To handle this, Linux provides a few tools. Let’s start with understanding what root access really means.

Capabilities

I always assumed root was a binary state; either you are root, or you are not. However, Linux breaks down the privileges of root into smaller sets called capabilities. Each capability allows a process to perform some specific privileged operation. For example, loading kernel modules requires CAP_SYS_MODULE, configuring network interfaces needs CAP_NET_ADMIN, and binding to low-numbered ports (like 80 or 443) needs CAP_NET_BIND_SERVICE. These capabilities are associated with the current process and can be inherited by child processes. You can view the capabilities of all running processes using pscap (from the libcap-ng-utils package) or by checking the CapEff field in /proc/[pid]/status (note: it’s a hexadecimal bitmask).

Interestingly, capabilities can also be applied to files using setcap, allowing non-root users to execute them with specific elevated privileges without granting full root access! For example, if we check the capabilities of the ping binary using getcap $(which ping), we can see that it has the CAP_NET_RAW capability.
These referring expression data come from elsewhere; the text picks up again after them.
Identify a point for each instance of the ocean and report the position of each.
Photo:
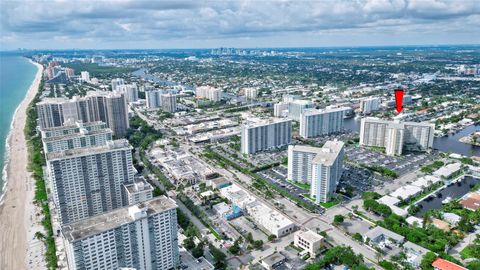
(16, 76)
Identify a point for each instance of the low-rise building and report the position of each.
(309, 241)
(272, 220)
(382, 237)
(414, 254)
(273, 261)
(441, 264)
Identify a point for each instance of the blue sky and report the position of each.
(55, 24)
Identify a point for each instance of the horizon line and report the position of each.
(256, 48)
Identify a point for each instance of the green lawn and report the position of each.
(467, 252)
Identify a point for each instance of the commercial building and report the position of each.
(142, 237)
(169, 102)
(368, 105)
(383, 238)
(396, 136)
(273, 261)
(321, 168)
(270, 219)
(108, 107)
(251, 93)
(265, 135)
(88, 181)
(315, 123)
(296, 107)
(309, 241)
(75, 135)
(441, 264)
(209, 92)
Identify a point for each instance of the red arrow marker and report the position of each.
(399, 99)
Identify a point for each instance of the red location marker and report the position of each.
(399, 99)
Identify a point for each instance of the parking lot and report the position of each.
(401, 165)
(245, 226)
(277, 176)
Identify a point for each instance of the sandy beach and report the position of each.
(17, 211)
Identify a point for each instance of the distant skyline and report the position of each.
(128, 24)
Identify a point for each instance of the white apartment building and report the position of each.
(117, 84)
(280, 109)
(300, 158)
(154, 98)
(251, 93)
(265, 134)
(321, 168)
(209, 92)
(370, 104)
(88, 181)
(85, 76)
(327, 168)
(141, 237)
(169, 102)
(309, 241)
(396, 136)
(131, 92)
(75, 135)
(108, 107)
(138, 191)
(296, 107)
(315, 123)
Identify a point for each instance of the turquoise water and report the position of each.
(16, 75)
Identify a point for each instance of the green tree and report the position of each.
(427, 261)
(188, 243)
(338, 219)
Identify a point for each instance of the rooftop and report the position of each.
(111, 145)
(273, 259)
(116, 218)
(329, 153)
(442, 264)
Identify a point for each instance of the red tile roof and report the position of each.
(442, 264)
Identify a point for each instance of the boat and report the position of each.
(447, 200)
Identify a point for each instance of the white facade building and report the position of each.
(75, 135)
(280, 109)
(315, 123)
(251, 93)
(265, 135)
(371, 104)
(108, 107)
(321, 168)
(396, 136)
(117, 84)
(141, 237)
(272, 220)
(209, 92)
(131, 92)
(138, 191)
(309, 241)
(88, 181)
(169, 102)
(296, 107)
(85, 76)
(154, 98)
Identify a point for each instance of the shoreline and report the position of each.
(17, 211)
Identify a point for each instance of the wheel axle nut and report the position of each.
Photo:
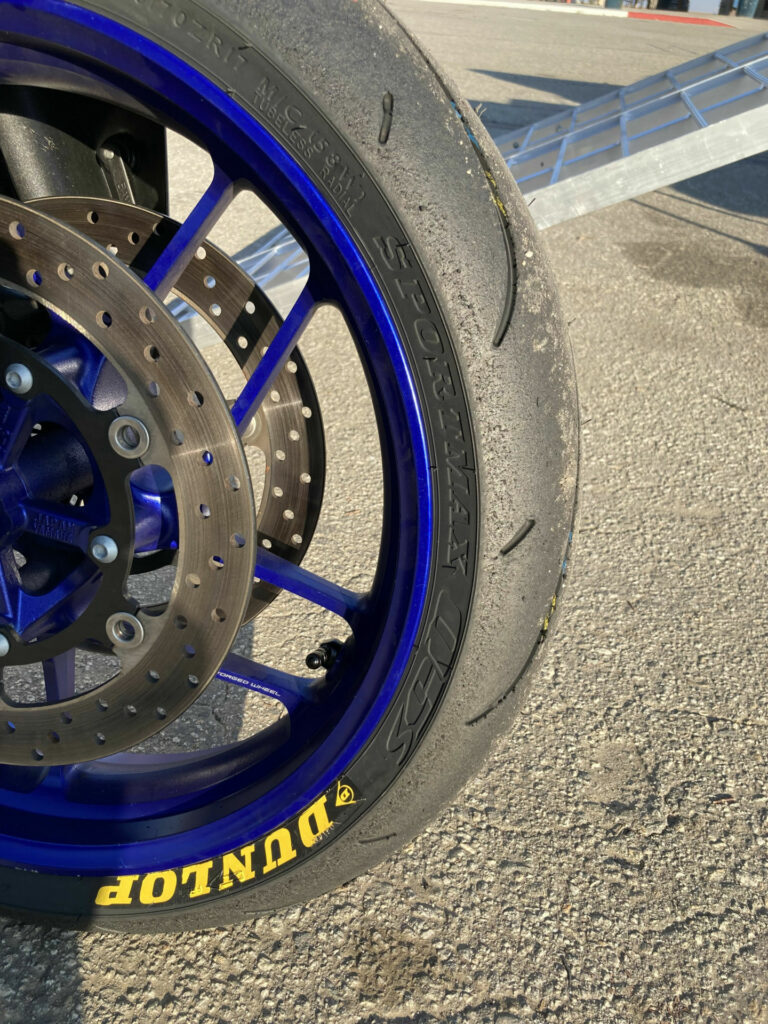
(18, 378)
(103, 549)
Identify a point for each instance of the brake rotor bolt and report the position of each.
(124, 630)
(103, 549)
(129, 437)
(18, 378)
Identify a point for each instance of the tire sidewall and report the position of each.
(411, 297)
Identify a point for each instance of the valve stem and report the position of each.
(325, 655)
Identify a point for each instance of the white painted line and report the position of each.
(556, 8)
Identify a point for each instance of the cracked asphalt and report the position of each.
(607, 865)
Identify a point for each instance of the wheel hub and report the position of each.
(156, 378)
(288, 428)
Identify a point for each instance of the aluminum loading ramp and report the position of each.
(693, 118)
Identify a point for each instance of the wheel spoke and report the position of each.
(273, 359)
(14, 431)
(176, 256)
(58, 673)
(290, 690)
(9, 586)
(280, 572)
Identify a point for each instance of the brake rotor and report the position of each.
(288, 428)
(166, 659)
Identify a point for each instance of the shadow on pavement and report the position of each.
(524, 112)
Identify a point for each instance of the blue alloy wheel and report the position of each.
(165, 492)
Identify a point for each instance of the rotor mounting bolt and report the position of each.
(18, 378)
(253, 428)
(103, 549)
(124, 630)
(129, 437)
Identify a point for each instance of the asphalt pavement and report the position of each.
(608, 864)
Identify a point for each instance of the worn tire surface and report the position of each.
(463, 217)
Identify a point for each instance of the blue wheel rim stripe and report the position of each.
(179, 89)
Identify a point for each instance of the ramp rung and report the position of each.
(570, 162)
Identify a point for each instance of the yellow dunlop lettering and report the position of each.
(119, 895)
(285, 847)
(146, 893)
(313, 822)
(242, 869)
(201, 872)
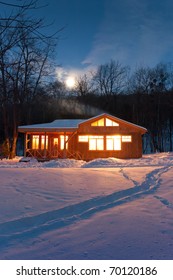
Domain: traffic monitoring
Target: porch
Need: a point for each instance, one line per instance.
(50, 146)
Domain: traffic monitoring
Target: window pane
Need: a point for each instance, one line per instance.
(117, 143)
(62, 144)
(83, 138)
(92, 144)
(113, 143)
(100, 144)
(35, 141)
(98, 123)
(127, 138)
(43, 141)
(96, 143)
(109, 144)
(111, 123)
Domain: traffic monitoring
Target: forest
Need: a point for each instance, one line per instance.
(31, 93)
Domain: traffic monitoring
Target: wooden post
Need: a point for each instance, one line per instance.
(65, 151)
(45, 145)
(25, 143)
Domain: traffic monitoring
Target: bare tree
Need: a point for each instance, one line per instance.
(24, 54)
(110, 78)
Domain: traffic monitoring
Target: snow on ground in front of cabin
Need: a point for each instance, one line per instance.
(103, 209)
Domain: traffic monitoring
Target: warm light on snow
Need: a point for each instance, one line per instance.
(107, 208)
(70, 82)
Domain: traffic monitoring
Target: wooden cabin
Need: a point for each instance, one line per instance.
(98, 137)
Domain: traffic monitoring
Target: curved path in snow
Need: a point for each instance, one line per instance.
(29, 227)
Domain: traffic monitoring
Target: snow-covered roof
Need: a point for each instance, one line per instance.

The capabilities of a process are divided into four sets:

Permitted: The capabilities that the process can use.
Effective: The capabilities that are currently active for the process.
Inheritable: The capabilities that can be inherited by child processes.
Bounding: The maximum set of capabilities that the process and its children can have.

Let’s try this ourselves by dropping the capability to change the system time (CAP_SYS_TIME) from our container.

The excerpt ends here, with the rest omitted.